If there were a real business case for this, we would already be switching over to it.
This is no "myth", it is a real consequence of energy diffuseness and intermittance. All pitches for renewables for baseload always end in the punchline, "And we could do it today, if only we find the political will." N.b., the key word "political". That is, the author wishes to force their ineffective, uneconomic solution upon everyone else.
Hidden from view, of course, is the fact that switching to these energy sources will impoverish anyone dumb enough to use them.
Dog is my co-pilot.
From the point of view of the UK National Grid, wind is NOT considered intermittent. But nuclear is. Why?
From a grid management perspective, if your wind farms are generating 2GW of power now, they will likely be generating 2GW or very near that in 20 minutes time, and it's very predictable over the next few hours what the wind generation is going to do.

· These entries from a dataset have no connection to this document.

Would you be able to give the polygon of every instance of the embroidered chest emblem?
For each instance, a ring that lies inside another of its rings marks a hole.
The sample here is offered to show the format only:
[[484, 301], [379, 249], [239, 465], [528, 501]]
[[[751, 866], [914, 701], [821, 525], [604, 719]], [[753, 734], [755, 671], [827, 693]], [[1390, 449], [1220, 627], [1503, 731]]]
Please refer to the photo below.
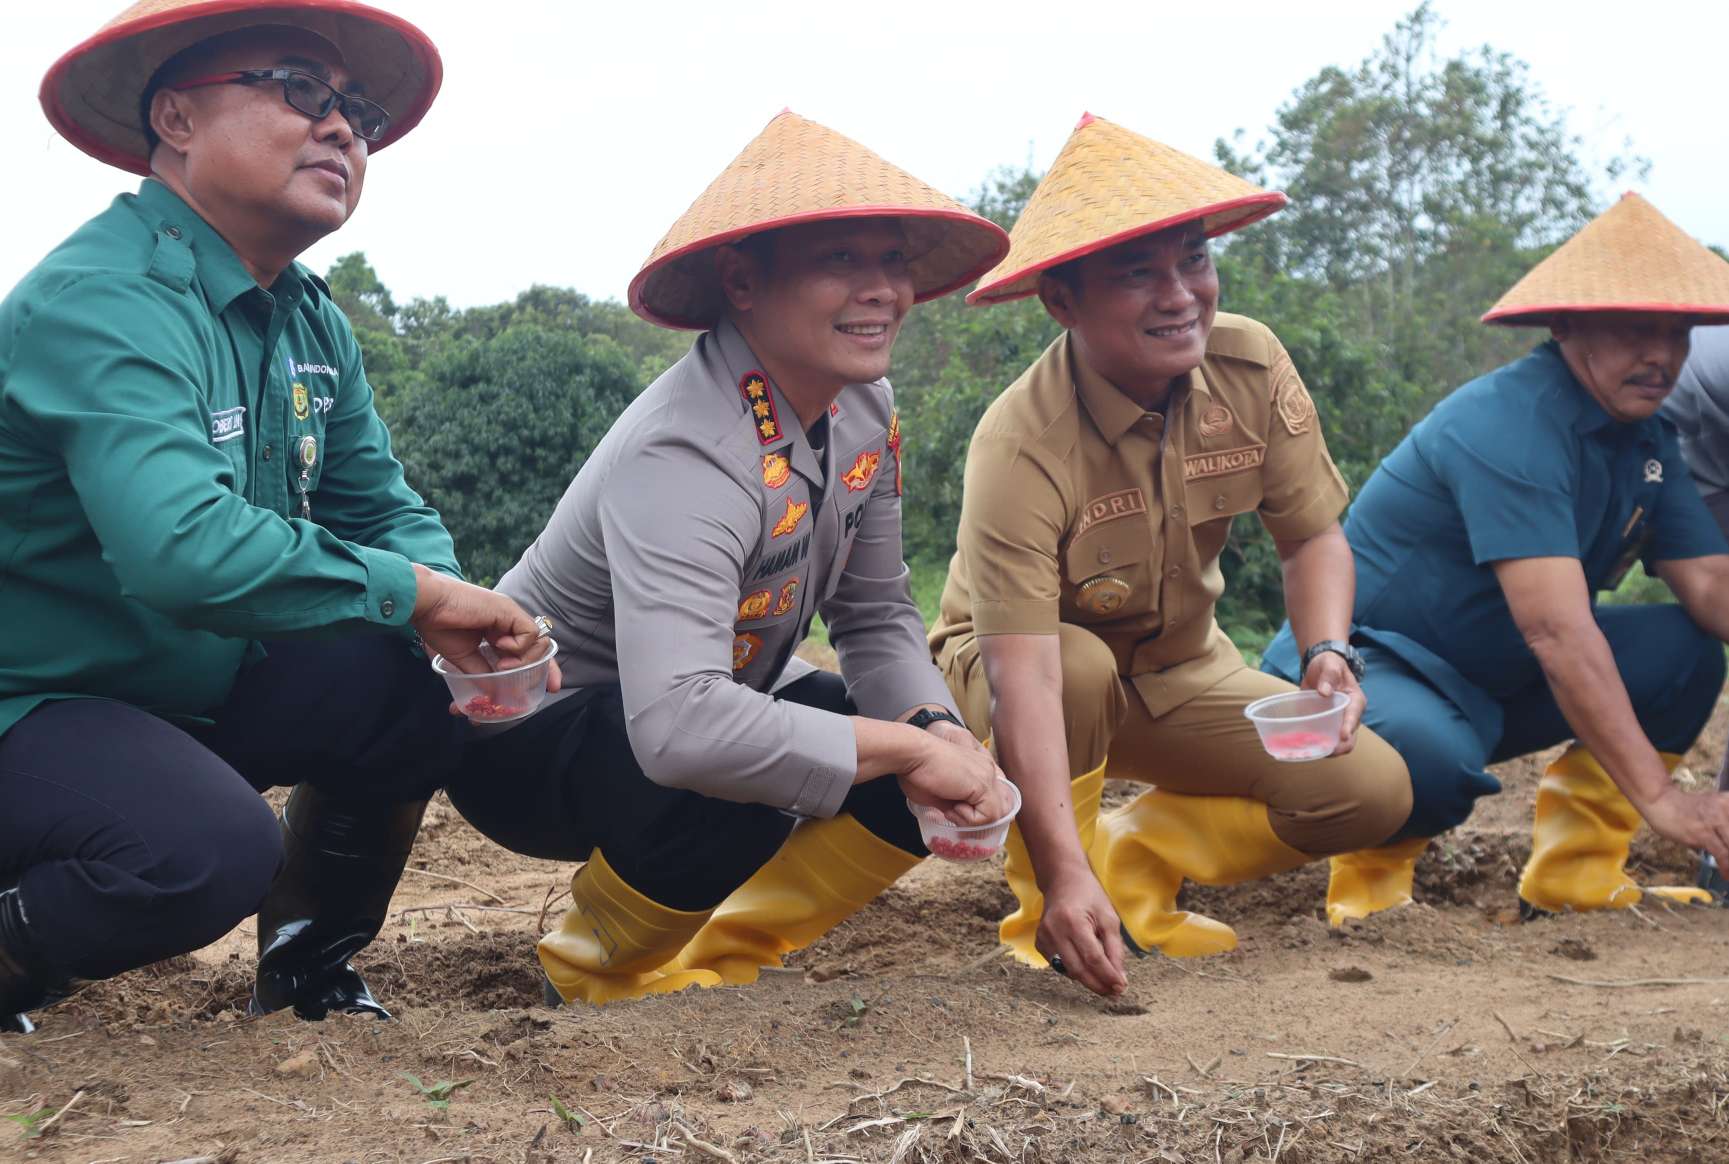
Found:
[[780, 520], [774, 523], [774, 529], [769, 531], [770, 537], [784, 538], [798, 528], [798, 523], [804, 520], [804, 515], [810, 512], [810, 502], [786, 499], [786, 510], [780, 515]]
[[786, 585], [780, 588], [780, 598], [774, 604], [776, 614], [785, 614], [798, 601], [798, 579], [788, 578]]
[[857, 493], [859, 490], [867, 488], [871, 483], [871, 478], [877, 475], [877, 465], [882, 462], [882, 459], [881, 449], [860, 453], [858, 459], [853, 461], [852, 468], [841, 474], [841, 483], [851, 493]]
[[1231, 410], [1223, 404], [1214, 404], [1201, 413], [1200, 430], [1204, 437], [1216, 437], [1231, 431]]
[[738, 621], [754, 622], [768, 613], [768, 604], [773, 601], [773, 595], [767, 590], [758, 590], [738, 604]]
[[792, 478], [792, 462], [787, 460], [785, 453], [764, 453], [762, 455], [762, 483], [770, 489], [779, 489]]
[[732, 640], [732, 669], [742, 671], [750, 666], [762, 650], [762, 636], [742, 634]]
[[1661, 485], [1663, 483], [1663, 462], [1655, 457], [1645, 462], [1645, 484]]
[[750, 418], [756, 423], [757, 440], [772, 445], [780, 439], [780, 414], [775, 411], [774, 396], [761, 372], [746, 372], [739, 378], [738, 394], [750, 405]]
[[312, 416], [312, 393], [306, 390], [306, 385], [296, 381], [294, 384], [294, 419], [306, 420]]

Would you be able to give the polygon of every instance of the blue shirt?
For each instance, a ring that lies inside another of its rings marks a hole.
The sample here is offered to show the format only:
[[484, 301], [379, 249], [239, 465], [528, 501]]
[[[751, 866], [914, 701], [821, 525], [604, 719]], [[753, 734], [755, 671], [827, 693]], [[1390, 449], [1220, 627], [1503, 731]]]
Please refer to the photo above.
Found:
[[[1437, 405], [1363, 486], [1345, 534], [1357, 632], [1443, 690], [1463, 679], [1495, 699], [1542, 672], [1490, 563], [1577, 558], [1594, 600], [1635, 559], [1729, 553], [1674, 426], [1615, 421], [1553, 341]], [[1267, 654], [1296, 670], [1288, 623]]]

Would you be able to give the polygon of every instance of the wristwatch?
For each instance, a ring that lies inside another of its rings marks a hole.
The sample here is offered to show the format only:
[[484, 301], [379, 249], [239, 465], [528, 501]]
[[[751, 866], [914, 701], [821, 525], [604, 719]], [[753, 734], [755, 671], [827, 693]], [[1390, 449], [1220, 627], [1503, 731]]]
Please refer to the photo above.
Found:
[[1304, 675], [1309, 673], [1309, 664], [1315, 661], [1315, 656], [1321, 654], [1323, 651], [1331, 651], [1333, 654], [1345, 660], [1345, 666], [1351, 669], [1351, 674], [1357, 677], [1357, 682], [1361, 683], [1363, 681], [1363, 671], [1365, 670], [1363, 666], [1363, 656], [1357, 654], [1357, 648], [1353, 647], [1350, 643], [1345, 642], [1343, 639], [1322, 639], [1320, 642], [1304, 651]]
[[931, 724], [936, 723], [938, 720], [946, 720], [958, 728], [964, 729], [967, 726], [957, 719], [953, 713], [944, 711], [940, 707], [920, 708], [918, 711], [907, 716], [907, 722], [916, 728], [930, 727]]

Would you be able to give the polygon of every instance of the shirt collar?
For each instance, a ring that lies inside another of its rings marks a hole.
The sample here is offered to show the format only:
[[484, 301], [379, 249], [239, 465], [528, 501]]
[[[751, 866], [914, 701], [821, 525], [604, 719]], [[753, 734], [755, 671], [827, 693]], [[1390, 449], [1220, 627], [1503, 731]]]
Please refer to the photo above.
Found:
[[[1064, 333], [1063, 343], [1065, 355], [1074, 376], [1075, 392], [1081, 398], [1081, 404], [1086, 408], [1087, 415], [1093, 418], [1093, 424], [1097, 426], [1099, 435], [1105, 438], [1106, 444], [1114, 447], [1118, 441], [1123, 439], [1125, 433], [1144, 418], [1158, 415], [1147, 412], [1121, 388], [1105, 379], [1093, 369], [1091, 364], [1082, 359], [1071, 334]], [[1191, 395], [1212, 399], [1213, 393], [1207, 385], [1207, 377], [1199, 368], [1183, 376], [1171, 389], [1165, 414], [1159, 418], [1161, 425], [1168, 425], [1170, 418], [1178, 415], [1183, 402]]]
[[1573, 369], [1567, 366], [1566, 358], [1561, 355], [1561, 345], [1554, 340], [1544, 340], [1532, 348], [1531, 358], [1544, 364], [1551, 376], [1565, 381], [1568, 389], [1565, 399], [1573, 404], [1574, 432], [1589, 435], [1608, 429], [1609, 435], [1613, 436], [1623, 429], [1639, 427], [1637, 424], [1622, 425], [1603, 410], [1603, 406], [1597, 403], [1597, 398], [1573, 375]]
[[[258, 281], [228, 245], [228, 240], [216, 233], [216, 228], [199, 217], [198, 212], [168, 186], [155, 178], [146, 178], [138, 187], [138, 202], [145, 209], [145, 218], [153, 229], [164, 231], [172, 227], [190, 244], [196, 265], [198, 282], [204, 288], [211, 310], [221, 313], [229, 304], [248, 291], [258, 288]], [[174, 236], [170, 236], [174, 237]], [[276, 283], [272, 294], [286, 301], [298, 302], [316, 293], [313, 278], [299, 263], [290, 263]]]
[[[792, 467], [811, 481], [822, 482], [822, 466], [817, 464], [816, 453], [811, 450], [810, 441], [805, 437], [804, 427], [799, 423], [798, 413], [781, 395], [780, 388], [774, 378], [762, 370], [762, 364], [757, 360], [756, 353], [750, 350], [750, 344], [745, 342], [744, 333], [730, 320], [723, 319], [715, 324], [709, 333], [720, 345], [721, 363], [726, 368], [732, 383], [728, 390], [737, 394], [739, 406], [750, 409], [752, 420], [757, 425], [757, 441], [764, 453], [786, 452], [792, 459]], [[761, 409], [750, 399], [746, 382], [753, 376], [762, 377], [768, 389], [768, 415], [761, 415]], [[764, 421], [773, 425], [773, 435], [765, 432]], [[829, 436], [829, 445], [834, 444], [834, 437]]]

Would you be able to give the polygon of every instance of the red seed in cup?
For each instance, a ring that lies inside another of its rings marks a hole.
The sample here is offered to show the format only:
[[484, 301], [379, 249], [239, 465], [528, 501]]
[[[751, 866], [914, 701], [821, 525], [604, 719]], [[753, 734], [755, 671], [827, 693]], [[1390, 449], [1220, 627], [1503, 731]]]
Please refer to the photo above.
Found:
[[462, 714], [469, 719], [511, 719], [521, 715], [523, 709], [512, 707], [506, 703], [498, 703], [487, 695], [476, 695], [462, 705]]
[[993, 856], [996, 845], [977, 845], [971, 841], [962, 841], [954, 837], [932, 837], [928, 842], [930, 851], [949, 861], [981, 861]]
[[1338, 741], [1320, 732], [1278, 732], [1267, 737], [1267, 751], [1280, 760], [1318, 760], [1331, 755]]

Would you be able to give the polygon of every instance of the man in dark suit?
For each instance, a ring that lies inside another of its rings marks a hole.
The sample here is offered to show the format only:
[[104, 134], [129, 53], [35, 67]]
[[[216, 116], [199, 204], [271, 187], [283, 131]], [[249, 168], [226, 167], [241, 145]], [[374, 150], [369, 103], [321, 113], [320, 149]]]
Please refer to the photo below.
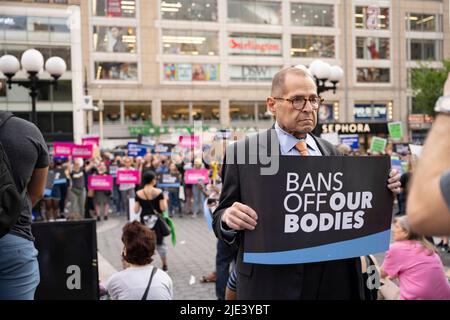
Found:
[[[321, 102], [315, 82], [307, 71], [295, 67], [283, 69], [274, 76], [271, 96], [266, 99], [268, 110], [275, 116], [274, 126], [227, 148], [223, 189], [213, 225], [219, 239], [238, 246], [238, 299], [364, 299], [365, 284], [359, 258], [290, 265], [243, 262], [243, 231], [254, 230], [258, 216], [241, 203], [240, 181], [248, 177], [242, 172], [239, 150], [255, 150], [257, 146], [259, 153], [266, 152], [268, 156], [278, 153], [341, 155], [329, 142], [312, 135]], [[392, 170], [388, 188], [394, 193], [400, 191], [399, 179], [398, 173]]]

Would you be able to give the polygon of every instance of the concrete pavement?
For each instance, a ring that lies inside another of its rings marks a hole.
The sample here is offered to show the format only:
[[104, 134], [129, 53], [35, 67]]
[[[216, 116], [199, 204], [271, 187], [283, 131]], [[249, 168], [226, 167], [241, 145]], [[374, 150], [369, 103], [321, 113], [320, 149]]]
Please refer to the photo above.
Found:
[[[111, 217], [108, 221], [97, 223], [97, 242], [99, 251], [100, 280], [106, 280], [111, 274], [122, 270], [120, 255], [122, 252], [122, 227], [124, 217]], [[202, 216], [197, 218], [174, 218], [177, 231], [177, 244], [172, 246], [170, 237], [166, 238], [169, 247], [169, 275], [174, 284], [176, 300], [216, 299], [215, 284], [201, 283], [200, 278], [215, 269], [216, 238], [208, 230]], [[437, 238], [436, 238], [437, 243]], [[375, 255], [381, 264], [384, 253]], [[450, 254], [441, 253], [441, 258], [450, 276]], [[156, 254], [154, 262], [161, 267]]]

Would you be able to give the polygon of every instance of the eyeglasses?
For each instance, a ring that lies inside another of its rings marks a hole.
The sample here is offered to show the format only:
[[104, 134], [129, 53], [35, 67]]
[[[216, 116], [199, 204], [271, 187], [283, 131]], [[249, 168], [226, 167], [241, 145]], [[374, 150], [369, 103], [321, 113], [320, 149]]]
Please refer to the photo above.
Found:
[[296, 110], [303, 110], [306, 107], [306, 102], [309, 101], [309, 103], [311, 103], [311, 107], [313, 110], [317, 110], [319, 109], [320, 105], [323, 102], [323, 98], [321, 97], [302, 97], [302, 96], [298, 96], [298, 97], [294, 97], [294, 98], [276, 98], [273, 97], [275, 100], [284, 100], [284, 101], [289, 101], [292, 104], [292, 108], [296, 109]]

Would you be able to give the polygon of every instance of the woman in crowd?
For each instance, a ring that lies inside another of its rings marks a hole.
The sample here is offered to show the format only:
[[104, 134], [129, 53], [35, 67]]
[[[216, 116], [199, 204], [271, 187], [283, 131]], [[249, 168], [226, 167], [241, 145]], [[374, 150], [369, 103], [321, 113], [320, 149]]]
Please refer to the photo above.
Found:
[[[131, 170], [134, 169], [133, 168], [133, 160], [130, 157], [125, 157], [123, 159], [123, 164], [124, 167], [123, 168], [119, 168], [118, 171], [120, 170]], [[122, 197], [122, 206], [125, 210], [125, 216], [127, 217], [129, 214], [129, 210], [130, 210], [130, 199], [134, 198], [134, 188], [136, 187], [136, 185], [134, 183], [122, 183], [119, 186], [119, 190], [120, 190], [120, 194]]]
[[45, 198], [45, 217], [48, 221], [54, 221], [59, 218], [59, 202], [61, 200], [61, 182], [64, 175], [61, 161], [57, 160], [50, 164], [49, 179], [53, 179], [51, 194]]
[[407, 216], [395, 220], [395, 243], [386, 252], [382, 278], [398, 278], [401, 300], [450, 300], [450, 284], [433, 244], [415, 234]]
[[[167, 199], [164, 198], [163, 191], [155, 188], [156, 174], [153, 171], [145, 172], [142, 178], [143, 188], [136, 193], [136, 203], [134, 212], [138, 213], [141, 209], [141, 223], [153, 228], [156, 218], [167, 210]], [[162, 269], [167, 271], [167, 244], [164, 236], [160, 234], [159, 229], [156, 232], [156, 250], [162, 261]]]
[[73, 162], [73, 168], [70, 172], [70, 178], [72, 180], [71, 193], [72, 193], [72, 207], [71, 213], [77, 214], [83, 217], [84, 203], [86, 201], [86, 173], [83, 168], [83, 160], [77, 158]]
[[[172, 178], [175, 179], [176, 182], [181, 182], [181, 174], [178, 171], [177, 166], [175, 163], [170, 163], [169, 165], [169, 174]], [[181, 215], [181, 202], [179, 198], [179, 187], [171, 187], [168, 188], [169, 191], [169, 215], [174, 216], [175, 212]]]
[[133, 221], [123, 227], [122, 242], [122, 258], [128, 267], [105, 283], [109, 296], [113, 300], [172, 300], [172, 279], [151, 265], [155, 233]]
[[[107, 170], [103, 162], [101, 162], [97, 168], [98, 175], [106, 175]], [[103, 211], [103, 220], [108, 220], [109, 212], [109, 198], [111, 197], [110, 190], [95, 190], [94, 191], [94, 207], [97, 221], [101, 220], [101, 213]]]
[[[203, 163], [201, 158], [195, 158], [194, 169], [203, 169]], [[199, 181], [198, 184], [192, 185], [192, 194], [194, 196], [193, 205], [193, 215], [192, 217], [197, 217], [198, 214], [203, 216], [203, 202], [205, 201], [205, 196], [202, 192], [204, 188], [204, 181]]]

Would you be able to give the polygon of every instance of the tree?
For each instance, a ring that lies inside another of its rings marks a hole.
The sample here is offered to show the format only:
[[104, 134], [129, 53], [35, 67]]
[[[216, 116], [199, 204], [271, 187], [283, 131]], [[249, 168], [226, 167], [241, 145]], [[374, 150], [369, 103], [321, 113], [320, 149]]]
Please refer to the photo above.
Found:
[[450, 60], [443, 61], [443, 69], [433, 69], [427, 64], [411, 70], [411, 88], [415, 95], [414, 109], [434, 115], [434, 104], [442, 96], [445, 80], [450, 72]]

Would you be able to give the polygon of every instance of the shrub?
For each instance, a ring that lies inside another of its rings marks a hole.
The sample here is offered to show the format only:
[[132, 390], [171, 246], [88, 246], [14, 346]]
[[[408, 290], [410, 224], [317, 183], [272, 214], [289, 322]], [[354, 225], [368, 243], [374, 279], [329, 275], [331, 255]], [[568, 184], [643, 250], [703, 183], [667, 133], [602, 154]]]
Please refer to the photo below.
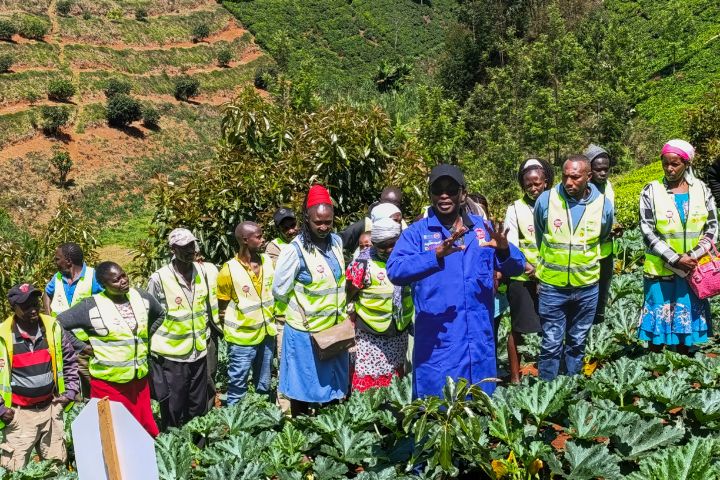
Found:
[[35, 102], [40, 100], [41, 95], [36, 90], [30, 90], [25, 94], [25, 100], [30, 103], [30, 105], [34, 105]]
[[48, 98], [65, 102], [75, 95], [75, 85], [66, 78], [55, 78], [48, 83]]
[[210, 36], [210, 27], [207, 23], [198, 23], [192, 29], [193, 42], [200, 42]]
[[254, 84], [256, 88], [267, 90], [268, 84], [277, 76], [277, 68], [273, 65], [260, 65], [255, 69]]
[[662, 164], [653, 162], [610, 181], [615, 190], [615, 218], [626, 230], [638, 224], [640, 192], [653, 180], [662, 178]]
[[221, 67], [229, 66], [230, 62], [232, 62], [232, 59], [233, 59], [233, 54], [229, 48], [223, 48], [217, 54], [218, 65], [220, 65]]
[[40, 107], [40, 127], [45, 135], [55, 135], [60, 127], [67, 124], [70, 119], [70, 109], [68, 107], [52, 107], [43, 105]]
[[121, 7], [115, 7], [107, 12], [107, 19], [111, 22], [119, 22], [123, 18], [123, 9]]
[[140, 104], [125, 93], [118, 93], [108, 98], [107, 121], [114, 127], [124, 127], [142, 118]]
[[92, 18], [92, 13], [90, 10], [83, 10], [82, 17], [83, 20], [90, 20]]
[[58, 15], [62, 15], [63, 17], [66, 17], [70, 14], [70, 9], [72, 9], [73, 6], [73, 0], [58, 0], [56, 9]]
[[405, 79], [410, 75], [412, 66], [408, 63], [401, 62], [399, 64], [390, 63], [383, 60], [378, 67], [373, 81], [380, 92], [390, 92], [398, 90]]
[[197, 97], [200, 92], [200, 81], [191, 77], [182, 77], [175, 81], [175, 98], [187, 101]]
[[144, 22], [147, 20], [148, 12], [144, 8], [138, 8], [135, 10], [135, 20], [138, 22]]
[[9, 20], [0, 18], [0, 40], [11, 40], [12, 36], [17, 33], [15, 25]]
[[0, 73], [7, 73], [10, 71], [10, 67], [13, 64], [12, 55], [4, 54], [0, 55]]
[[131, 90], [132, 85], [130, 84], [130, 82], [125, 80], [119, 80], [117, 78], [111, 78], [110, 80], [108, 80], [104, 92], [105, 96], [107, 98], [110, 98], [114, 95], [117, 95], [118, 93], [129, 95]]
[[50, 25], [36, 17], [25, 17], [18, 25], [20, 36], [33, 40], [42, 40], [50, 31]]
[[146, 127], [157, 128], [158, 123], [160, 123], [160, 112], [158, 112], [155, 107], [146, 105], [142, 109], [142, 120], [143, 125]]
[[66, 187], [68, 184], [68, 174], [73, 166], [70, 154], [64, 150], [56, 150], [50, 158], [50, 165], [55, 167], [58, 185], [63, 188]]

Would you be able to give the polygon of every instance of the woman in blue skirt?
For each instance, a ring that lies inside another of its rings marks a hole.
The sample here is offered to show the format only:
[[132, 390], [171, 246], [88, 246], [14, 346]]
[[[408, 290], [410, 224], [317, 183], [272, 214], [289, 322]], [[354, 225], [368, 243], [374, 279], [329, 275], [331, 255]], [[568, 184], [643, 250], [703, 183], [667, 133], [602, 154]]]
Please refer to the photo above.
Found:
[[665, 175], [640, 196], [640, 229], [645, 241], [645, 302], [638, 338], [650, 350], [675, 346], [687, 354], [712, 336], [710, 304], [690, 289], [686, 277], [717, 236], [715, 201], [692, 173], [695, 149], [670, 140], [662, 149]]

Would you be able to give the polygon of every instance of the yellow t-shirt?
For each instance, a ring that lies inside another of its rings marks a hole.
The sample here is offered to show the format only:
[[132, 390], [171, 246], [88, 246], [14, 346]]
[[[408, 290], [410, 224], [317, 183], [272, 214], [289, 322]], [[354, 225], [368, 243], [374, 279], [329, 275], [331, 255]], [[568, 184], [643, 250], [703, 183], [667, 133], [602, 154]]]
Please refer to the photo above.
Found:
[[[252, 269], [243, 265], [237, 255], [235, 256], [235, 260], [240, 263], [240, 265], [250, 276], [250, 280], [252, 281], [253, 287], [255, 287], [255, 291], [258, 293], [258, 295], [262, 295], [262, 266], [260, 267], [260, 274], [255, 275], [255, 272], [253, 272]], [[218, 273], [217, 298], [218, 300], [222, 300], [225, 302], [229, 302], [230, 300], [232, 300], [237, 303], [237, 294], [235, 293], [232, 276], [230, 275], [230, 267], [228, 267], [227, 263], [222, 266], [222, 268], [220, 269], [220, 273]]]

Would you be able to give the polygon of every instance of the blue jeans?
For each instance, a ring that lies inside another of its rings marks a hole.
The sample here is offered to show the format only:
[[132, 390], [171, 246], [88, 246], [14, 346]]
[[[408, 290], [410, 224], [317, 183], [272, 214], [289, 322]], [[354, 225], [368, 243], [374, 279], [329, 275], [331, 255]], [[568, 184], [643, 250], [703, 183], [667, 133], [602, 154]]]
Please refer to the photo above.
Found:
[[[542, 344], [538, 373], [552, 380], [560, 373], [560, 359], [565, 358], [565, 373], [575, 375], [583, 365], [585, 340], [595, 318], [598, 285], [558, 288], [540, 284], [539, 314]], [[563, 348], [563, 340], [565, 342]]]
[[275, 337], [265, 336], [257, 345], [228, 343], [227, 403], [235, 405], [248, 390], [248, 377], [252, 370], [253, 385], [257, 393], [270, 392], [270, 369], [275, 355]]

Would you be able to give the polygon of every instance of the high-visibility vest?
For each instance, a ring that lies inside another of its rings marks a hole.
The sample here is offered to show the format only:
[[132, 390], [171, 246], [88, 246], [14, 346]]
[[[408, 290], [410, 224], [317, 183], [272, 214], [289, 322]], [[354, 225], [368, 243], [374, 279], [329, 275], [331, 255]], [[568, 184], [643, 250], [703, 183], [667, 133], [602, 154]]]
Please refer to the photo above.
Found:
[[55, 293], [50, 303], [51, 315], [57, 317], [59, 313], [69, 310], [82, 300], [92, 296], [93, 278], [95, 278], [95, 269], [85, 267], [85, 275], [78, 279], [75, 285], [75, 293], [73, 293], [72, 301], [68, 304], [65, 288], [63, 287], [62, 273], [57, 272], [53, 277], [55, 283]]
[[[45, 338], [50, 352], [53, 380], [55, 391], [58, 395], [65, 393], [65, 376], [63, 375], [63, 351], [62, 351], [62, 328], [51, 316], [40, 314], [40, 321], [45, 328]], [[0, 360], [3, 365], [0, 368], [0, 396], [5, 406], [12, 408], [12, 359], [13, 359], [13, 324], [14, 316], [9, 316], [0, 324]], [[65, 411], [70, 410], [72, 402], [65, 406]], [[5, 423], [0, 419], [0, 428], [5, 428]]]
[[332, 252], [340, 263], [342, 272], [340, 279], [336, 281], [330, 265], [317, 248], [310, 253], [300, 242], [293, 241], [292, 245], [305, 260], [312, 280], [309, 285], [295, 281], [295, 288], [290, 292], [288, 300], [286, 321], [296, 330], [327, 330], [346, 318], [345, 260], [342, 246], [335, 243], [332, 245]]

However, Sizewell B could go offline in 2 minutes time meaning the grid suddenly loses well over 1GW of generating capacity in one sudden, enormous hit. This never happens with wind, because it's generated by thousands of small generators instead of one huge one, and the wind never *suddenly* stops, it always takes a few hours for the wind to slow down so you have plenty of notice. But you won't have any notice of a sudden shutdown of a large coal or nuclear power station, so you must keep enough spinning reserve online to cope with the possible sudden failure of one or more large power stations. If you don't have enough spinning reserve, well, you end up with something like the great north east blackout a few years ago in the United States if a large power station goes offline.